CMP’s transmission line proposal has emerged as Maine’s most controversial land-use fight in a decade.
Numerous towns along the proposed corridor have come out against the project, despite a $258 million incentives package that includes benefits for host communities. Those financial incentives helped win Gov. Janet Mills’ support for the project – which would be paid for by Massachusetts ratepayers – but have done little to suppress the opposition.
“We’ve seen tens of thousands of Mainers who are very concerned about the massive permanent scarring that this corridor would present,” Sandra Howard of Carratunk, director of the Say NO to NECEC organization, said during a rally of project opponents at the State House on Friday. “It also would be harmful to Maine’s environment and waterways.”
The project is under review by the DEP, the Maine Public Utilities Commission and the Land Use Planning Commission. On Friday, however, Howard and other critics seized on the issue of greenhouse gas emissions as their latest front of attack against the project.

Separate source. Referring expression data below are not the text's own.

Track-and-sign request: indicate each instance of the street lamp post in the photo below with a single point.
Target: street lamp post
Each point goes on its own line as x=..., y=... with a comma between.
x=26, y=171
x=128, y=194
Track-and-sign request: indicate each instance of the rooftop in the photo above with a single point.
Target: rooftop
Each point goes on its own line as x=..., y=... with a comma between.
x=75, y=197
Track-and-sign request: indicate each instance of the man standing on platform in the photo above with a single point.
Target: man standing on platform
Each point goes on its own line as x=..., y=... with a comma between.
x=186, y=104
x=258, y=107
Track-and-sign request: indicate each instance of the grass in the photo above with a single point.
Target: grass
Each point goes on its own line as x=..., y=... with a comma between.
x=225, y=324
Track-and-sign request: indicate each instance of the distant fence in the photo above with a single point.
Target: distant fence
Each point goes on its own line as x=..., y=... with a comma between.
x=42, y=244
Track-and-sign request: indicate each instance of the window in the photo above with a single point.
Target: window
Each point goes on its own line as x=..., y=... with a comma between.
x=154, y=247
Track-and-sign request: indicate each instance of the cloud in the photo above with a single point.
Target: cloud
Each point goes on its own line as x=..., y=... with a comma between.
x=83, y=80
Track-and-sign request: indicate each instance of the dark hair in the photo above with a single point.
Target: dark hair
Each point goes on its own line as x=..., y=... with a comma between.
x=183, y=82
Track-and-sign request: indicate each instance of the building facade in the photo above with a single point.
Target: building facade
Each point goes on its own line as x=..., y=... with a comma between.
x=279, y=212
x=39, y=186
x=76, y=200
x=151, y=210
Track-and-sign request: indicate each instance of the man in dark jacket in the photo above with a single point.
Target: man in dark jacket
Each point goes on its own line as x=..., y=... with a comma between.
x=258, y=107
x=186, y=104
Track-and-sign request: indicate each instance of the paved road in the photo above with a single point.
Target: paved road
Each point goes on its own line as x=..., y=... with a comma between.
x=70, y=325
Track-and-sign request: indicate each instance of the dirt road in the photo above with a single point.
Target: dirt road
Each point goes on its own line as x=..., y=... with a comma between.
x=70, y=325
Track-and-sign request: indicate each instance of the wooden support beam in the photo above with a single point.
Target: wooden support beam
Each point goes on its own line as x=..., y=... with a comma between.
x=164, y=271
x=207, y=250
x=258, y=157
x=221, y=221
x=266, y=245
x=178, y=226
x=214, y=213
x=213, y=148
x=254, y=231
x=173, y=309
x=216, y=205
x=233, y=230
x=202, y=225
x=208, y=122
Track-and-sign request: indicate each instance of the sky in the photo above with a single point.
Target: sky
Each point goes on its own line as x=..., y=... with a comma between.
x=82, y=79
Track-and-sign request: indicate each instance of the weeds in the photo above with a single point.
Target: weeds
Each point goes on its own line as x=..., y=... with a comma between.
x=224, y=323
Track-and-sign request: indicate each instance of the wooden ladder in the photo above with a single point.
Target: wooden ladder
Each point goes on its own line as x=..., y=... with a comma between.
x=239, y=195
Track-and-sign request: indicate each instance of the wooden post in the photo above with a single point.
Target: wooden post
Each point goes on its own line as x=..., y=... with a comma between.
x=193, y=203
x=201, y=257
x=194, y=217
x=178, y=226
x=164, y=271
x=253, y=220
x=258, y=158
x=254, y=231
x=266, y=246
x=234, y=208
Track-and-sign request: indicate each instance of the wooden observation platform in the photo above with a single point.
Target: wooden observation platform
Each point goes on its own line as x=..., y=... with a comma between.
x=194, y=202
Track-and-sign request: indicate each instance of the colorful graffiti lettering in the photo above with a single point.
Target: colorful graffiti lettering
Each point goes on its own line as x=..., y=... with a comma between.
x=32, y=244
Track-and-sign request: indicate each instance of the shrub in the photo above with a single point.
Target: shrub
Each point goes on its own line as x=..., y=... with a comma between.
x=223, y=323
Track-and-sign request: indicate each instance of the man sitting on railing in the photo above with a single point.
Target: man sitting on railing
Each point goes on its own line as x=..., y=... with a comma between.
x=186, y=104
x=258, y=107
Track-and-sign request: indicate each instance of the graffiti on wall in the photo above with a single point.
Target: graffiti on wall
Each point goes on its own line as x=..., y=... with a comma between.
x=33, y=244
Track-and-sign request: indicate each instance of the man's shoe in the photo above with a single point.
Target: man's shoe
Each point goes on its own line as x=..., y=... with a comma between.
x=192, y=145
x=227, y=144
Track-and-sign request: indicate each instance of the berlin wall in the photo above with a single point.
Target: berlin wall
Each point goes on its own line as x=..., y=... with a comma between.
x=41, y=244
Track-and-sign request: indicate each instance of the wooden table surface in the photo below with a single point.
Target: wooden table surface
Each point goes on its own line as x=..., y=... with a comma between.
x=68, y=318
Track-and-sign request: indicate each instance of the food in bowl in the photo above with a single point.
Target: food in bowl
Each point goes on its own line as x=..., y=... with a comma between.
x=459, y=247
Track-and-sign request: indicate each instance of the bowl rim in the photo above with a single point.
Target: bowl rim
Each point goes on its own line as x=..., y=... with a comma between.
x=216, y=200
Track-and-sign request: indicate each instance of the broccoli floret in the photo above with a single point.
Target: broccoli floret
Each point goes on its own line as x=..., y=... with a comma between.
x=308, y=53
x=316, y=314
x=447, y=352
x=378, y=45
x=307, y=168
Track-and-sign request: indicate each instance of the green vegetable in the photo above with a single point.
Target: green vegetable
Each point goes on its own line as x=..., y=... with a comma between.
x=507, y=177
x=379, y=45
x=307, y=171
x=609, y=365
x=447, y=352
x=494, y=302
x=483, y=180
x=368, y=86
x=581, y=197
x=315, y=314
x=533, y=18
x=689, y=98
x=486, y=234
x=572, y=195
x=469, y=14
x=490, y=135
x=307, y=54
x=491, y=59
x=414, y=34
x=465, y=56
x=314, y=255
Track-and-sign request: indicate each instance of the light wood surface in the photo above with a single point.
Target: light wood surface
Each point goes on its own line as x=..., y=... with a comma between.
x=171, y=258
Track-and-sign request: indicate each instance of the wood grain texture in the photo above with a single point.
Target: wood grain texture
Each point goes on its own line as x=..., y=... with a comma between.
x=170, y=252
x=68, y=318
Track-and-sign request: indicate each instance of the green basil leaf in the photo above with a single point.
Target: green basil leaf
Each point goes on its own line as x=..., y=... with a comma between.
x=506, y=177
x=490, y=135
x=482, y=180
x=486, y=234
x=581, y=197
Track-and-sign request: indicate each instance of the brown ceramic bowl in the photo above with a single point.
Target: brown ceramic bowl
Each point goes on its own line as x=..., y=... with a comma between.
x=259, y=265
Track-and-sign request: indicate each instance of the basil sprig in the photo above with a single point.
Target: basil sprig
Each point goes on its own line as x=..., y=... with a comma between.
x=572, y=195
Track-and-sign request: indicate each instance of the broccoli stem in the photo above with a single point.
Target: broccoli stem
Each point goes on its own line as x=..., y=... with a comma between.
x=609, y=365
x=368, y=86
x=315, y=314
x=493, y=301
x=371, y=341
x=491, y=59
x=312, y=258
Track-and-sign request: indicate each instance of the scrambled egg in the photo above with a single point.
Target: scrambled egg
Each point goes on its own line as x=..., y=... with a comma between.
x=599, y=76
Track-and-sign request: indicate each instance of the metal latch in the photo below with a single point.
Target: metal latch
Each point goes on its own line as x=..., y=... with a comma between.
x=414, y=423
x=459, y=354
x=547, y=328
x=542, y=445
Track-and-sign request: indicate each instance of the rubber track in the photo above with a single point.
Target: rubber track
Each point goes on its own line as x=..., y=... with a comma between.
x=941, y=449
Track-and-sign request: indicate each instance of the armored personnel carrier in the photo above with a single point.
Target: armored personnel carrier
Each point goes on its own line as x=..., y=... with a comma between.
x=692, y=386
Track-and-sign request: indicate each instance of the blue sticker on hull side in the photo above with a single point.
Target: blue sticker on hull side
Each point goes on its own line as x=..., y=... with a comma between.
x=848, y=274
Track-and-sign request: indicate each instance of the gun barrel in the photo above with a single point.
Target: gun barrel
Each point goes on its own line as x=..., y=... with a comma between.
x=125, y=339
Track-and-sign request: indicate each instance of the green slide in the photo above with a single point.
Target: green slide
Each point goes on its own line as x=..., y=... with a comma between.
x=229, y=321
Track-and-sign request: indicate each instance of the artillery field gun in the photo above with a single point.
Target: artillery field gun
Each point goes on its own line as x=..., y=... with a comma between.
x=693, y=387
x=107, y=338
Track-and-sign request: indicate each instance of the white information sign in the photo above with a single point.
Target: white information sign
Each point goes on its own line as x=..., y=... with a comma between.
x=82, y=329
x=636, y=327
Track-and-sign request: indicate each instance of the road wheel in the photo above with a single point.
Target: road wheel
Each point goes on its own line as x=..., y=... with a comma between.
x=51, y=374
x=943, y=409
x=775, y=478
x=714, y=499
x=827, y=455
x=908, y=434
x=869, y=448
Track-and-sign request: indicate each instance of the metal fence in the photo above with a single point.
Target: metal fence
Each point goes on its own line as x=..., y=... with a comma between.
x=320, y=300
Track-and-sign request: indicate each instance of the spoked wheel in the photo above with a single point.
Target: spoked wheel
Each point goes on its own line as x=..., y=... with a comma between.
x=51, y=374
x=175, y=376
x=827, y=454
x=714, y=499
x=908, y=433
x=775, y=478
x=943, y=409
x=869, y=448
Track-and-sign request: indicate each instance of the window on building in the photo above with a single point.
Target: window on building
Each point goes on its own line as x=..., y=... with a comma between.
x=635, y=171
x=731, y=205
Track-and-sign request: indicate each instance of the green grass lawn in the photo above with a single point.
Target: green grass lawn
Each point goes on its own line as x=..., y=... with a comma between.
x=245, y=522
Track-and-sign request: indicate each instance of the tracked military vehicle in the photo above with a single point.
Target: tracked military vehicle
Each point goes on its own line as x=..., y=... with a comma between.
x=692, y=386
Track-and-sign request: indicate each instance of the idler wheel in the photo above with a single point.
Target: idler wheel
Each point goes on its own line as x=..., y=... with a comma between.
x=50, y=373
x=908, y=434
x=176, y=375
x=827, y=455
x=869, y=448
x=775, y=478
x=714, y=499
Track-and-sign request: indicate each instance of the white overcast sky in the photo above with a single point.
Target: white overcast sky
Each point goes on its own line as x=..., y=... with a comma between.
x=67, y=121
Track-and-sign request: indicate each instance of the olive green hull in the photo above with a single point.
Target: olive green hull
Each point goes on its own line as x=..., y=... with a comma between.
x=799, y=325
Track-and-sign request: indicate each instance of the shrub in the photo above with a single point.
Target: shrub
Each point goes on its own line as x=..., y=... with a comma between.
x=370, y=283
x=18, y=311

The bill, L.D. 640, would require the DEP or a consultant hired by the department to “review all relevant, verifiable evidence and issue a report on the total net effect on greenhouse gas emissions” from the project. The bill sets a deadline of June 1 and directs the DEP to consider the study’s findings as part of the application review.
“There are plenty of reasons to be skeptical about whether the project would, in fact, reduce greenhouse gas emissions,” said bill sponsor Sen. Brownie Carson, D-Harpswell. “One might think that we would know the answer to this by now but, unfortunately, we do not. We don’t because a credible, independent assessment of this issue has not been done.”
But a representative for CMP’s parent company, Avangrid Networks, as well as other project backers, pointed to a report for the PUC by London Economics International and two others showing greenhouse gas emission reductions in New England.
“There has been extensive time spent at the PUC addressing this issue, including the testimony of three independent experts,” said Thorn Dickinson of Avangrid Networks. “And in that record, the analysis clearly demonstrates that NECEC will reduce carbon emissions by 3 million metric tons per year.”
Ben Dudley, director of the organization Mainers for Clean Energy Jobs, pointed out that Carson’s bill would create a new regulatory review standard for a single project. Yet the bill offers DEP staff no criteria for incorporating the study’s results into their analysis of the project.
“It proposes an 11th hour disruption to well-established permitting policies that carefully balance the diversity of public interests,” said Dudley, whose organization’s members include the Maine State Chamber of Commerce and companies hoping to help build the corridor. “The regulatory permitting processes the Legislature has delegated are justified, in part, to insulate decisions from political pressure. This bill circumvents that insulation.”
But Nick Bennett, staff scientist at the Natural Resources Council of Maine, said Maine residents deserve to know if the project will reduce greenhouse gas emissions considering the environmental impacts of a 145-mile transmission line. Bennett also pointed to testimony in Massachusetts’ regulatory process from the office of the state’s attorney general suggesting that electric generation using fossil fuels may increase elsewhere if Hydro Quebec diverts a large amount of electricity to Massachusetts.
“That’s why we need this study because we need to get to the bottom of this,” Bennett said.
Hydro-Quebec has not formally participated in the regulatory process and did not send a representative to address lawmakers Friday.